While Republicans admit that Trump’s populist message uniquely resonated with large swaths of persuadable voters, they point to the boots on the ground as a major factor of what helped to bring the historic 2016 election home.
{mosads}“Our ground game knew where this silent vote was…it was a matter of getting it out. The people who voted for Donald Trump are people we touched and found out who they were,” said Ashley Bell, a senior RNC strategist, in an interview with The Hill.
“Were they more receptive because we had a candidate speaking to the issues they cared about? That’s always helpful…It was about identifying this vote and mobilizing.”
Unlike most nominees in recent history, Trump ceded his ground game to the party, forcing them to pick up the slack in a role typically led by the campaign itself. While Trump’s robust data operation focused largely on the fundraising and digital-outreach side, it was the national party’s boots on the ground advocating up and down the ticket.
That led to a massive Democratic ground-game advantage over the final weeks — 5,138 paid staffers in 15 states compared to 1,409 staffers in 16 states for the Republicans, according to an October count by The Hill based on FEC records.

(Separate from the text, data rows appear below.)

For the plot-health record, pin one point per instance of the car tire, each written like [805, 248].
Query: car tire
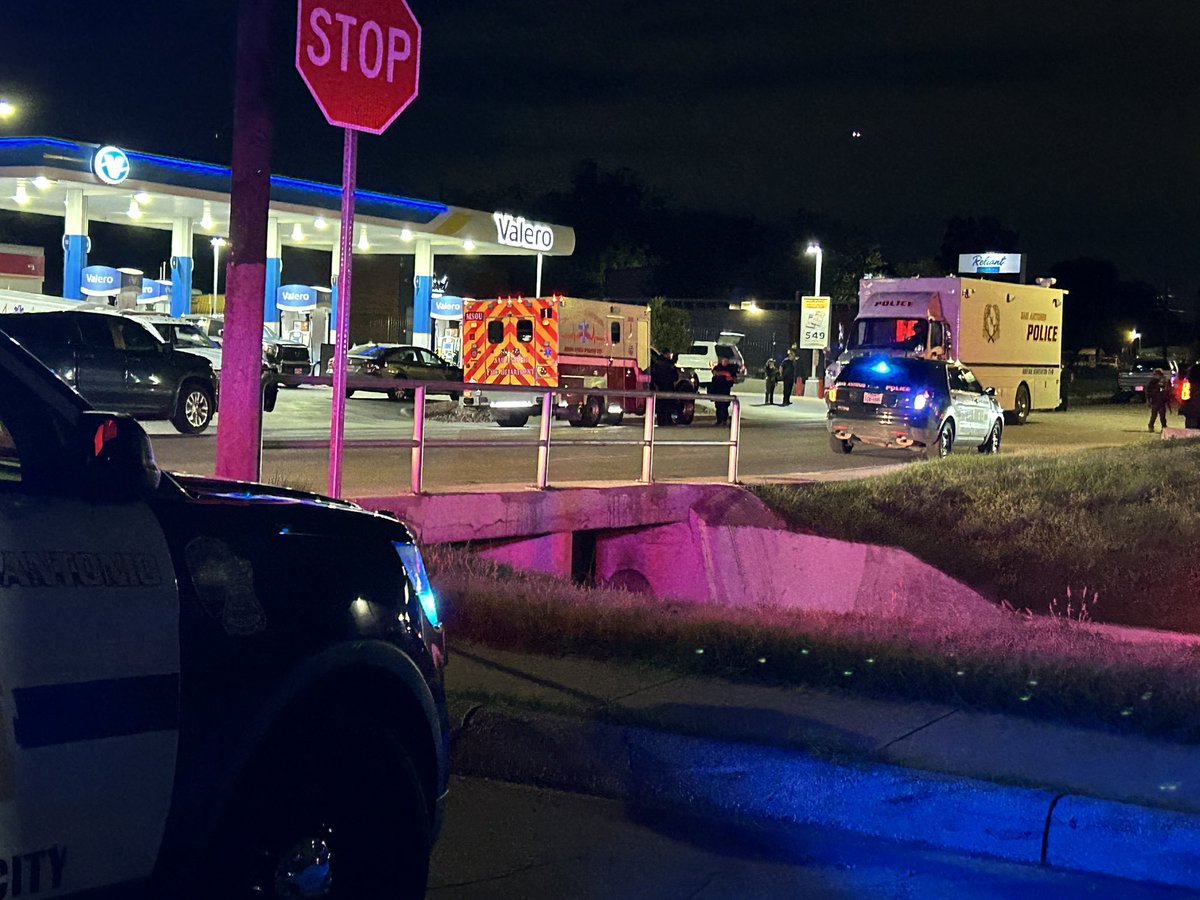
[589, 414]
[193, 409]
[347, 805]
[685, 409]
[840, 447]
[943, 445]
[991, 444]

But the RNC points to its permanent staff that began setting up shop in swing states as early as 2013 as determinative in overcoming that gap. While the Democrats’ numbers showed advantages in key metrics like in-person voter contacts in the run-up to Election Day, huge turnout in rural Republican areas overshadowed the vote in many Democratic strongholds.
The RNC’s internal projections had Trump down going into the weekend, but within striking distance with the swing vote. Bell said that the “3 to 5 percent” of the vote was what tilted the election to Trump.
“But that 3 to 5 percent doesn’t matter unless you max-out the voters you are supposed to get,” he said.
“For us, the unconventionality of this election had always been we knew had an excellent shot if we could get the Republican Party to come home.”
While there’s a long shadow cast on exit polling thanks to the staggering failure by pollsters to predict Trump’s victory, the available numbers show that Trump performed slightly better with minorities than Mitt Romney did in 2012 and that Clinton performed worse with both blacks and Hispanics despite the Republican’s controversial rhetoric.
Those numbers had Trump at 29 percent of the Hispanic vote and 8 percent of the black vote, compared to Romney’s 27 percent with Hispanics and 6 percent with blacks. In Pennsylvania, for example, Romney won 6 percent of the black vote and 18 percent of the Hispanic vote. But exits show Trump winning 7 percent of the black vote and 22 percent of the Hispanic vote.
Bell, the RNC’s highest ranking African-American and a former Democrat, pointed to the party’s push to hold events in black barber-shops, community-based small businesses, in cities like Detroit, Philadelphia and Cleveland. Sometimes, the party paid for lunches, while other times, surrogates would swing by just to take the pulse of the community.
While estimates show the party won just 4 percent of black women, the party pushed the vote among black men to between 13 and 15 percent, he said.
“We doubled down on barber shops — we made every advisory council go find us barber shops,” he said.
“Hitting a barber shop has a reverberating effect — the same conversation could happen 8 or 10 times a day….we wanted to inject the Republican Party into that loop of discussion that would go on while we were there and while we were gone.”